The Jeff Cumberbatch Column – Doing Things with Rules II
Another intriguing issue on the law relating to governance that arose for discussion in the recent Caribbean Court of Justice decision on appeal from Guyana on which I commenced discussion in this space last Sunday was the seemingly trite one of whether a motion of confidence that is expressly provided for in Article 106 (6) of the Constitution contemplated a similar result as a motion of no confidence.
One would have instinctively thought the issue of confidence in a government should be freely available in a democratic society to any member of Parliament, although the precise form in which it is cast would of course differ depending on the member’s sympathies (confidence) or dissatisfaction (no confidence) with the governing administration. According to this, the government would of course seek to have confidence in itself expressed by the Parliament, while; to the contrary, the Opposition forces would naturally attempt to sway the parliamentary sentiment to its side by moving that there is no confidence in the government.
However, in the case under discussion, argument before the Court on this point was joined because of the Respondents’ sophist submission that there was a fundamental difference between a motion of confidence and a motion of no confidence; that the political result of a Government’s defeat on these respective motions drastically differ; and that the consequences set out in Article 106(6), which prescribe that the government must resign if it is defeated on a motion of confidence, are inapplicable to those circumstances when the government is defeated on a motion of no confidence.
Interestingly enough, they relied for these arguments on the authority of a passage from a briefing paper that commenced its commentary by observing-
“[i]t is a core convention of the UK constitution that the Government must be able to command the confidence of the House of Commons. The traditional position was that a Government that lost a confidence vote would resign in favour of an alternative administration, or the Prime Minister would request a dissolution from the Queen, triggering a general election…”
That this core principle of the Westminster system exists locally has been established by our own experience in 1994; indeed it would appear therefrom that given the practicalities of governance, the measure once passed does not even have to attain the constitutionally stipulated majority to be effective.

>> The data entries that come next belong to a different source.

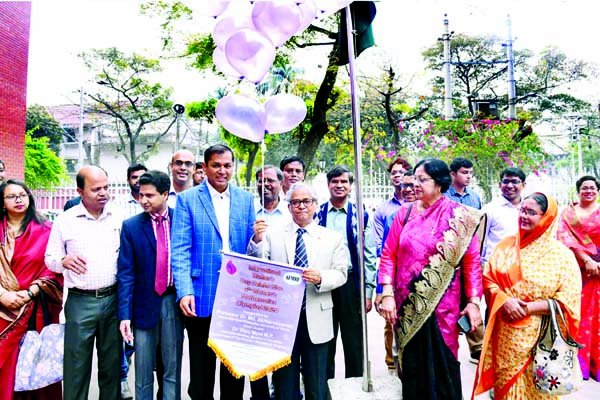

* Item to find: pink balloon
[265,94,306,134]
[225,29,275,83]
[252,1,302,47]
[296,0,318,35]
[213,47,243,79]
[215,94,265,143]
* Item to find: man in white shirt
[45,166,123,400]
[481,167,526,263]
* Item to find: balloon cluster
[201,0,352,142]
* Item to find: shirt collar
[206,179,231,198]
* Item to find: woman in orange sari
[0,180,63,400]
[557,175,600,381]
[473,193,581,400]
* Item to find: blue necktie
[294,228,308,310]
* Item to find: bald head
[169,150,194,193]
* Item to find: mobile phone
[456,314,471,333]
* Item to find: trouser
[327,272,363,379]
[63,292,123,400]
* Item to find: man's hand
[61,254,87,275]
[119,319,133,346]
[179,294,197,317]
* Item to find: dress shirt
[373,193,404,257]
[46,203,123,290]
[254,197,292,227]
[327,202,377,299]
[150,207,173,287]
[481,196,521,263]
[444,185,481,210]
[206,180,231,251]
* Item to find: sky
[27,0,600,105]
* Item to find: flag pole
[345,5,373,392]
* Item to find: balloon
[215,94,265,143]
[213,2,254,49]
[225,29,275,83]
[195,0,231,18]
[213,47,243,79]
[265,94,306,134]
[296,0,318,35]
[252,1,302,47]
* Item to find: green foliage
[25,129,68,189]
[25,104,64,154]
[417,118,546,200]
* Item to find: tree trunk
[298,52,339,171]
[244,143,260,187]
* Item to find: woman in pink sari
[558,176,600,381]
[379,159,482,399]
[0,180,62,400]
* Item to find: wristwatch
[469,297,481,307]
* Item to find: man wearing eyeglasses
[167,150,195,208]
[248,182,349,400]
[481,167,525,263]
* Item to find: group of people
[0,150,600,400]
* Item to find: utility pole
[506,15,517,120]
[438,14,454,119]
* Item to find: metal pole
[506,15,517,120]
[77,86,83,168]
[442,14,454,119]
[346,5,373,392]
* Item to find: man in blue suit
[117,171,183,400]
[171,144,255,400]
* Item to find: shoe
[121,381,133,400]
[469,350,481,365]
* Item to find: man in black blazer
[117,171,183,399]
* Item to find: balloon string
[260,139,264,258]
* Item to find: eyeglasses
[290,199,315,208]
[413,176,433,185]
[4,193,29,202]
[173,160,194,168]
[500,179,522,186]
[519,207,543,217]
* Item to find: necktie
[154,215,169,295]
[294,228,308,310]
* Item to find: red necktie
[154,215,169,295]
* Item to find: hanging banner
[208,252,306,381]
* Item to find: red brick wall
[0,1,31,179]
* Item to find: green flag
[336,1,376,65]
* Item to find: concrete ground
[89,311,600,400]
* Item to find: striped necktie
[294,228,308,310]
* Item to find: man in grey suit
[248,182,349,400]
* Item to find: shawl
[473,193,581,398]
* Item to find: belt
[69,284,117,299]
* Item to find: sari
[472,196,581,400]
[557,204,600,381]
[379,196,482,399]
[0,220,63,400]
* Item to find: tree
[25,128,68,189]
[25,104,66,154]
[80,47,175,164]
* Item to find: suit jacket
[117,208,173,329]
[171,180,255,317]
[248,222,350,344]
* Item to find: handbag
[14,290,65,392]
[531,299,583,396]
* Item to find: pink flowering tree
[417,118,546,201]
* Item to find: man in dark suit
[171,144,255,400]
[117,171,183,400]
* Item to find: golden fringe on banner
[207,339,292,381]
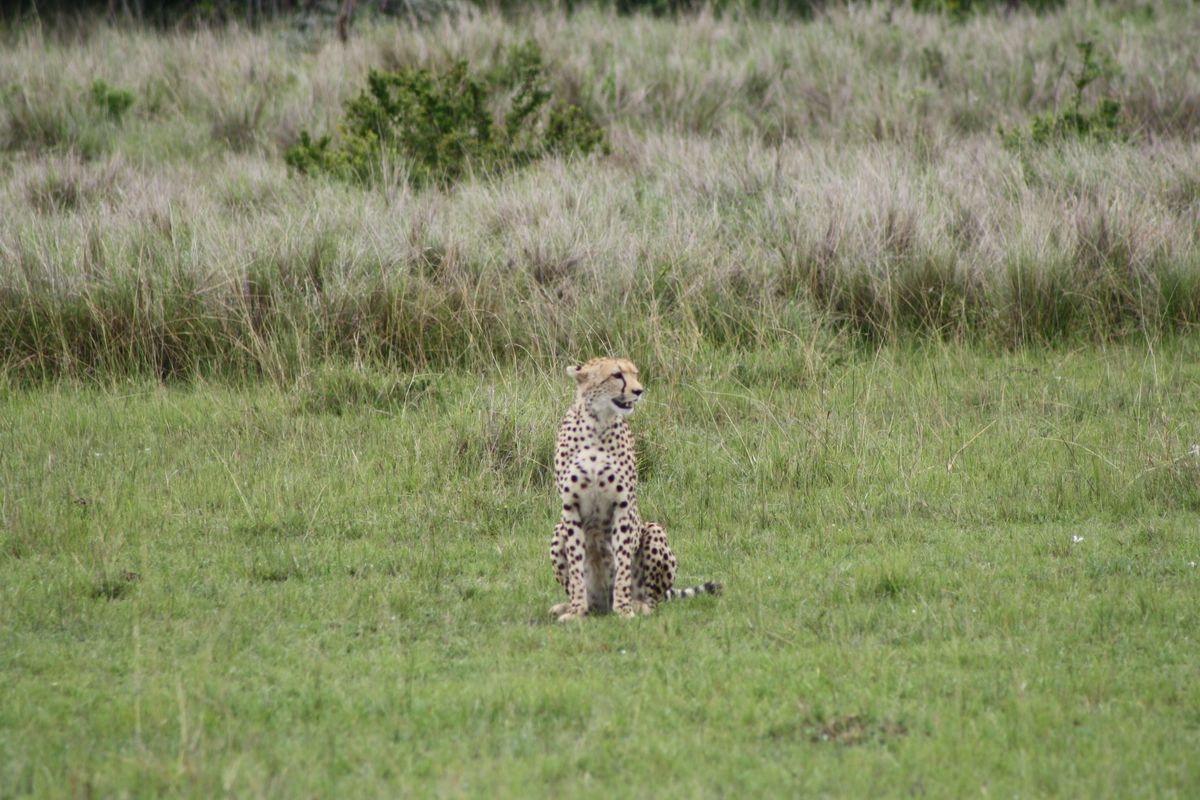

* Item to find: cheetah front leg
[550,509,588,622]
[550,523,571,618]
[612,504,641,618]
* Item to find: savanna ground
[0,2,1200,796]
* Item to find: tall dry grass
[0,2,1200,377]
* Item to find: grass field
[0,343,1200,796]
[0,0,1200,798]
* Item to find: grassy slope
[0,342,1200,796]
[0,0,1200,378]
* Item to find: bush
[912,0,1064,19]
[284,43,607,187]
[91,78,133,122]
[1000,42,1124,150]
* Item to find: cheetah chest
[570,447,631,539]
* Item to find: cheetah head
[566,359,643,420]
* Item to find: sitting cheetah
[550,359,720,621]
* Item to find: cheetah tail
[666,581,721,600]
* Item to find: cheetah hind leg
[550,523,571,619]
[643,522,721,602]
[634,522,676,614]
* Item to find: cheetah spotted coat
[550,359,720,620]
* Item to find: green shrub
[91,78,133,122]
[1000,41,1124,150]
[912,0,1064,19]
[284,43,606,186]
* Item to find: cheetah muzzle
[550,359,721,621]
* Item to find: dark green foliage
[1000,41,1126,150]
[91,78,133,122]
[284,42,606,187]
[912,0,1063,19]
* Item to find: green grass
[0,339,1200,796]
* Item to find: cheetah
[550,359,721,621]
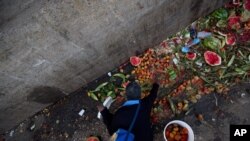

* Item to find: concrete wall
[0,0,228,132]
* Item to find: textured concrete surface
[0,0,228,132]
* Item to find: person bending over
[97,81,159,141]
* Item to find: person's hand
[97,105,105,112]
[153,71,160,84]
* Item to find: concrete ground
[0,82,250,141]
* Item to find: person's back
[101,83,159,141]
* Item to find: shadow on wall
[27,86,65,104]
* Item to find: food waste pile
[88,0,250,123]
[0,0,250,141]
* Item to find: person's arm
[143,83,159,104]
[100,107,114,135]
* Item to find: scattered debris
[78,109,85,116]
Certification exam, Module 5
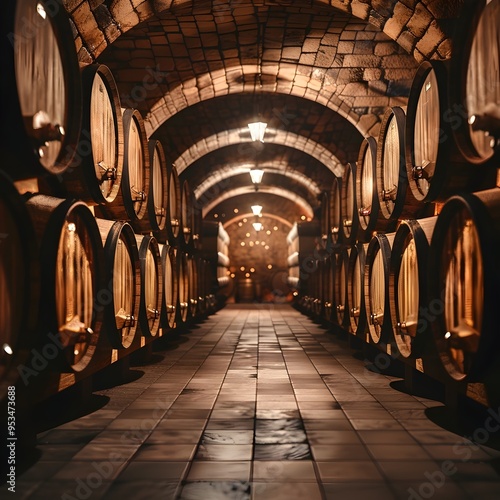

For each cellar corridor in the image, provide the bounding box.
[6,304,500,500]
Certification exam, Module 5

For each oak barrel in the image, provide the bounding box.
[136,235,163,337]
[160,245,179,330]
[61,64,124,205]
[97,219,141,349]
[179,180,195,248]
[364,233,395,344]
[0,0,82,179]
[26,194,104,372]
[449,0,500,167]
[405,61,495,202]
[148,139,168,232]
[96,108,150,225]
[334,248,350,327]
[341,163,359,245]
[0,170,40,394]
[429,188,500,382]
[329,177,342,249]
[176,249,189,325]
[376,106,423,223]
[389,217,437,358]
[347,243,368,339]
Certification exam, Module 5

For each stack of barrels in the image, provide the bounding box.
[289,0,500,398]
[0,0,219,398]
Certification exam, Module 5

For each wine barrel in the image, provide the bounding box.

In his leading judgment, President Saunders was in no doubt that this principle also applied to Guyana and that by whatever name it might be titled, a determination of such confidence was an intrinsic feature of most Westminster-styled systems of parliamentary governance. In his words,
“The fact that Article 106(6) speaks of “a motion of confidence” and not a motion of no confidence is unimportant. It does not affect the operation of the principle. These are mere linguistic differences denoting different sides of the same coin. Motions of confidence are used strategically, whether initiated by the government or the opposition, to serve their own political ends. In the one case, the aim of the government supporter moving the motion may be to demonstrate Parliament’s confidence in the government at a period when the government or the state as a whole is experiencing challenging times…”
My observation here is as to the slenderness of the majority required in Guyana to express no confidence in a government thereby forcing it to resign or call fresh elections. As we noted last week, it took the vote of a single member to ensure the defeat of the governing administration since his vote served to constitute a majority of all members of the National Assembly present and voting.
The equivalent Barbadian provision, cast rather under the rubric of causing the resignation of a Prime Minister is similar. According to section 66 (2) of the Constitution, the office of a Prime Minister shall become vacant…
If the House of Assembly by a resolution which has received the affirmative vote of a majority of all the members thereof resolves that the appointment of the Prime Minister ought to be revoked and the Prime Minister does not within three days of the passing of the resolution either resign or advise the Governor-General to dissolve Parliament, the Governor-General shall, by instrument under the Public Seal, revoke the appointment of the Prime Minister.
It will be recalled that in 1994, ALL members of the House were not present for the vote and so the motion was not carried in law although there was, ultimately, a dissolution of Parliament nevertheless and the calling of a general election. The question has frequently been asked whether such fundamental motions should not require a super majority such as the one is required for amendment of certain provisions of the Constitution, for example.
I suppose the answer lies in the possibility that an administration may gain office by a single seat or vote and hence it should also be possible for it to lose office by similar means. To adopt condign dicta from the judgment of Saunders P. when referring to minority or slender majority governments-
“The Constitution envisages, however, that such a government’s precarious hold on power is conditional upon no express motion of no confidence against it being validly passed by the majority of the members of the National Assembly.”
Or, as applied to our own circumstance, that the precarious tenure of the Prime Minister of such a government is conditional on no motion that the appointment of that Prime Minister ought to be revoked being validly passed by the majority of the members of the House of Assembly.